Wang Xiong, Yang Zhijun, Ding Hongwei, Guan Zheng
School of Information Science and Engineering, Yunnan University, Kunming, China.
Educational Instruments and Facilities Service Center, Educational Department of Yunnan Province, Kunming, China.
Math Biosci Eng. 2023 Nov 30;20(12):21267-21291. doi: 10.3934/mbe.2023941.
As the demand for the internet of things (IoT) continues to grow, there is an increasing need for low-latency networks. Mobile edge computing (MEC) provides a solution to reduce latency by offloading computational tasks to edge servers. However, this study primarily focuses on the integration of back propagation (BP) neural networks into the realm of MEC, aiming to address intricate network challenges. Our innovation lies in the fusion of BP neural networks with MEC, particularly for optimizing task scheduling and processing. Firstly, we introduce a drone-assisted MEC model that categorizes computation offloading into synchronous and asynchronous modes based on task scheduling. Secondly, we employ Markov chains and probability-generation functions to accurately compute parameters such as average queue length, cycle time, throughput, and average delay in the synchronous mode. We also derive the first and second-order derivatives of the probability-generation function to support these computations. Finally, we establish a BP neural network to solve for the average queue length and latency in the asynchronous mode. Our results from the BP neural network closely align with the theoretical values obtained through the probability-generation function, demonstrating the effectiveness of our approach.

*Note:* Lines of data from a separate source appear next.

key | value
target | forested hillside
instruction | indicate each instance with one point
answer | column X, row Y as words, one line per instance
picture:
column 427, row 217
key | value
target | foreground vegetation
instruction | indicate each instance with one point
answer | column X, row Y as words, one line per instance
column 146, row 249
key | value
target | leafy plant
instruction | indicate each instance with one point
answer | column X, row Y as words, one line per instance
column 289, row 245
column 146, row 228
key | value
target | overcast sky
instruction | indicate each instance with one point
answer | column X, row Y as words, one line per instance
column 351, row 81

Additionally, our proposed UAV-assisted MEC model outperforms the synchronous mode. Overall, our MEC scheduling approach significantly reduces latency, enhances speed, and improves throughput, with our model reducing latency by approximately 11.72$ % $ and queue length by around 9.45$ % $.

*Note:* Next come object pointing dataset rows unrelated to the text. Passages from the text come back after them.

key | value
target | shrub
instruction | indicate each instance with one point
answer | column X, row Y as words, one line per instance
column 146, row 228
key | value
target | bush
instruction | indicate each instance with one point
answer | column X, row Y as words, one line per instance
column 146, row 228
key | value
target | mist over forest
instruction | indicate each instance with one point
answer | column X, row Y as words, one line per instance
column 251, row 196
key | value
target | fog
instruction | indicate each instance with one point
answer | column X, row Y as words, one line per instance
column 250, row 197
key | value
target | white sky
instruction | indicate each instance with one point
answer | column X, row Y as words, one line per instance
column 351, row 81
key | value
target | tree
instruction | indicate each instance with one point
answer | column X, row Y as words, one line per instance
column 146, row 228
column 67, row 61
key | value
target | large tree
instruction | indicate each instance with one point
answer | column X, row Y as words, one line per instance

随着物联网(IoT)需求的持续增长,对低延迟网络的需求也日益增加。移动边缘计算(MEC)通过将计算任务卸载到边缘服务器来提供降低延迟的解决方案。然而,本研究主要关注将反向传播(BP)神经网络集成到MEC领域,旨在解决复杂的网络挑战。我们的创新在于将BP神经网络与MEC融合,特别是用于优化任务调度和处理。首先,我们引入了一种无人机辅助的MEC模型,该模型根据任务调度将计算卸载分为同步和异步模式。其次,我们采用马尔可夫链和概率生成函数来精确计算同步模式下的平均队列长度、循环时间、吞吐量和平均延迟等参数。我们还推导了概率生成函数的一阶和二阶导数以支持这些计算。最后,我们建立了一个BP神经网络来求解异步模式下的平均队列长度和延迟。我们从BP神经网络得到的结果与通过概率生成函数获得的理论值紧密吻合,证明了我们方法的有效性。此外,我们提出的无人机辅助MEC模型优于同步模式。总体而言,我们的MEC调度方法显著降低了延迟,提高了速度并改善了吞吐量,我们的模型将延迟降低了约11.72%,队列长度降低了约9.45%。